About a year ago, I happened upon this statement about the Monitor in the Harvard Business Review – under the charming heading of “do things that don’t interest you”:

“Many things that end up” being meaningful, writes social scientist Joseph Grenny, “have come from conference workshops, articles, or online videos that began as a chore and ended with an insight. My work in Kenya, for example, was heavily influenced by a Christian Science Monitor article I had forced myself to read 10 years earlier. Sometimes, we call things ‘boring’ simply because they lie outside the box we are currently in.”

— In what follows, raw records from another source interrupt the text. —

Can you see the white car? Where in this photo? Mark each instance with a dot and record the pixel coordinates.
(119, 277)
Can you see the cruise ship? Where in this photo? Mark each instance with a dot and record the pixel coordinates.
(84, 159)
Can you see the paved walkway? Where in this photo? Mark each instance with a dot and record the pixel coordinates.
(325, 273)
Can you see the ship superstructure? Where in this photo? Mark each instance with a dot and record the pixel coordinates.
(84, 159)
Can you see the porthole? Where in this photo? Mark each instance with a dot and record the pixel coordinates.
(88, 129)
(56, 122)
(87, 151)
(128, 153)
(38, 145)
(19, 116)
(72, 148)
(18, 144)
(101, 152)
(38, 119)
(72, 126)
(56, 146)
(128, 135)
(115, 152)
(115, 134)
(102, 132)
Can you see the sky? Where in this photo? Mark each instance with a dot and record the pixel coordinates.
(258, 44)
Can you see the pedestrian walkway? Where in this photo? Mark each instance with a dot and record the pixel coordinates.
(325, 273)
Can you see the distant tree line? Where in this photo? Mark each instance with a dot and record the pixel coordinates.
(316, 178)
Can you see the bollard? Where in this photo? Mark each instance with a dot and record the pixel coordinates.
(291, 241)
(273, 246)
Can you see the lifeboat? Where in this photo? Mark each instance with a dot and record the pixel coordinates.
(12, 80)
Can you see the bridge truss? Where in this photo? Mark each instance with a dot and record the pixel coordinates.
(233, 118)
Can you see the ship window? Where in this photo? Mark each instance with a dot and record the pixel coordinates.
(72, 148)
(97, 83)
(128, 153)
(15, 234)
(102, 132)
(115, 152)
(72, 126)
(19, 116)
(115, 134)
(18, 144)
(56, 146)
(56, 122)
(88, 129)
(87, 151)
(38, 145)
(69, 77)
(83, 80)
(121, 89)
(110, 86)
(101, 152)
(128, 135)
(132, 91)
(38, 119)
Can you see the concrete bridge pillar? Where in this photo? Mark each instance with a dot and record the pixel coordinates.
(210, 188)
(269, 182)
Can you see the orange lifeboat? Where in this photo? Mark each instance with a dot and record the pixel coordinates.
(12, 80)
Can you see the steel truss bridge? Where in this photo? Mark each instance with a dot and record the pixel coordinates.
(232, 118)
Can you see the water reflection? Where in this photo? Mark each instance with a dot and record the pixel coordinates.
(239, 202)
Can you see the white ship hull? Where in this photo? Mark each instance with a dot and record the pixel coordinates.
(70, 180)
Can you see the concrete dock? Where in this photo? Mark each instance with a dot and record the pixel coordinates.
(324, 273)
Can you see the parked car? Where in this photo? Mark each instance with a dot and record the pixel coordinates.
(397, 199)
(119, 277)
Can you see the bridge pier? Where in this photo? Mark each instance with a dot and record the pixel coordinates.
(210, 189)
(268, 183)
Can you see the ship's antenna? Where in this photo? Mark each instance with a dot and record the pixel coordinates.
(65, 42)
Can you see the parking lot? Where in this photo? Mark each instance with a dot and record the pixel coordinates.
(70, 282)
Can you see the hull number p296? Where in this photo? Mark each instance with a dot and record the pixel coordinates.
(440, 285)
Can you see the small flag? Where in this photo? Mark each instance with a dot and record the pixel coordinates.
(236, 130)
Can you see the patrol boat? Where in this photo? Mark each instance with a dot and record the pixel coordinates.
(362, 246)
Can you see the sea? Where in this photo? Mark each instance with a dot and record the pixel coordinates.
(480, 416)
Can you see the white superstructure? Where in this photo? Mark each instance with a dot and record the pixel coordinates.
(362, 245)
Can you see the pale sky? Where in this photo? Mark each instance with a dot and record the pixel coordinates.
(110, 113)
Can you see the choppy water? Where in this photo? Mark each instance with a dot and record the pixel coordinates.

If you were to come up with a punchline to a joke about the Monitor, that would probably be it. We’re seen as being global, fair, insightful, and perhaps a bit too earnest. We’re the bran muffin of journalism.

But you know what? We change lives. And I’m going to argue that we change lives precisely because we force open that too-small box that most human beings think they live in.

The Monitor is a peculiar little publication that’s hard for the world to figure out. We’re run by a church, but we’re not only for church members and we’re not about converting people. We’re known as being fair even as the world becomes as polarized as at any time since the newspaper’s founding in 1908.

We have a mission beyond circulation, we want to bridge divides. We’re about kicking down the door of thought everywhere and saying, “You are bigger and more capable than you realize. And we can prove it.”